Acredito que é preciso colocar esse problema em termos de regras de direito, de
técnicas racionais de governo e de êthos, de prática de si e de liberdade.
Quando Sartre fala de poder como mal supremo, parece fazer alusão à
realidade do poder como dominação; provavelmente, o senhor concorda
com Sartre.
Sim, acredito que todas essas noções tenham sido mal definidas e que não se
saiba muito bem do que se fala. Eu mesmo não tenho certeza, quando comecei
a me interessar por esse problema do poder, de ter falado dele muito claramente
nem de ter empregado as palavras adequadas. Tenho, agora, uma visão muito
mais clara de tudo isso; acho que é preciso distinguir as relações de poder como
jogos estratégicos entre liberdades jogos estratégicos que fazem com que uns
tentem determinar a conduta dos outros, ao que os outros tentam responder não
deixando sua conduta ser determinada ou determinando em troca a conduta dos
outros e os estados de dominação, que são o que geralmente se chama de
poder. E entre os dois, entre os jogos de poder e os estados de dominação,
temos as tecnologias governamentais, dando a esse termo um sentido muito
amplo trata-se tanto da maneira com que se governa sua mulher, seus filhos,
quanto da maneira com que se dirige uma instituição. A análise dessas técnicas
é necessária, porque muito frequentemente é através desse tipo de técnicas que
se estabelecem e se mantêm os estados de dominação. Em minha análise do
poder, há esses três níveis: as relações estratégicas, as técnicas de governo e
os estados de dominação.
O senhor pensa que a filosofia tem alguma coisa a dizer sobre o porquê
dessa tendência a querer determinar a conduta do outro?

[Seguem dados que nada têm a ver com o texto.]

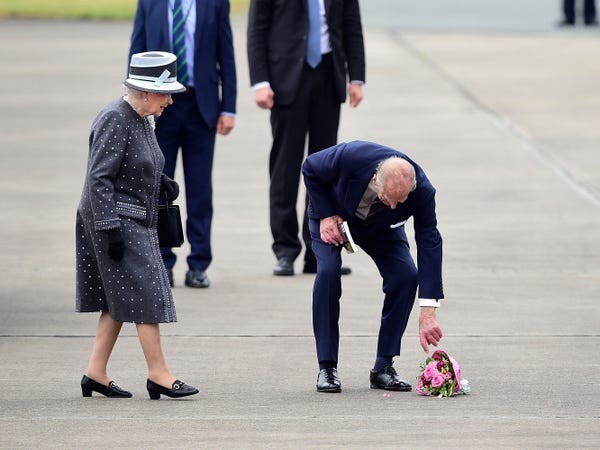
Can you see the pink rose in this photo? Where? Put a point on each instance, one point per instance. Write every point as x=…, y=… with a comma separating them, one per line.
x=438, y=380
x=420, y=387
x=431, y=370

Essa maneira de determinar a conduta dos outros assumirá formas muito
diferentes, suscitará apetites e desejos de intensidades muito variadas segundo
as sociedades. Não conheço absolutamente antropologia, mas é possível
imaginar que há sociedades nas quais a maneira com que se dirige a conduta
dos outros é tão bem regulada antecipadamente que todos os jogos são, de
qualquer forma, realizados. Em compensação, em uma sociedade como a nossa
isso é muito evidente, por exemplo, nas relações familiares, nas sexuais ou
afetivas, os jogos podem ser extremamente numerosos e, consequentemente, o
desejo de determinar a conduta dos outros é muito maior. Entretanto, quanto
mais as pessoas forem livres umas em relação às outras, maior será o desejo
tanto de umas como de outras de determinar a conduta das outras. Quanto mais
o jogo é aberto, mais ele é atraente e fascinante.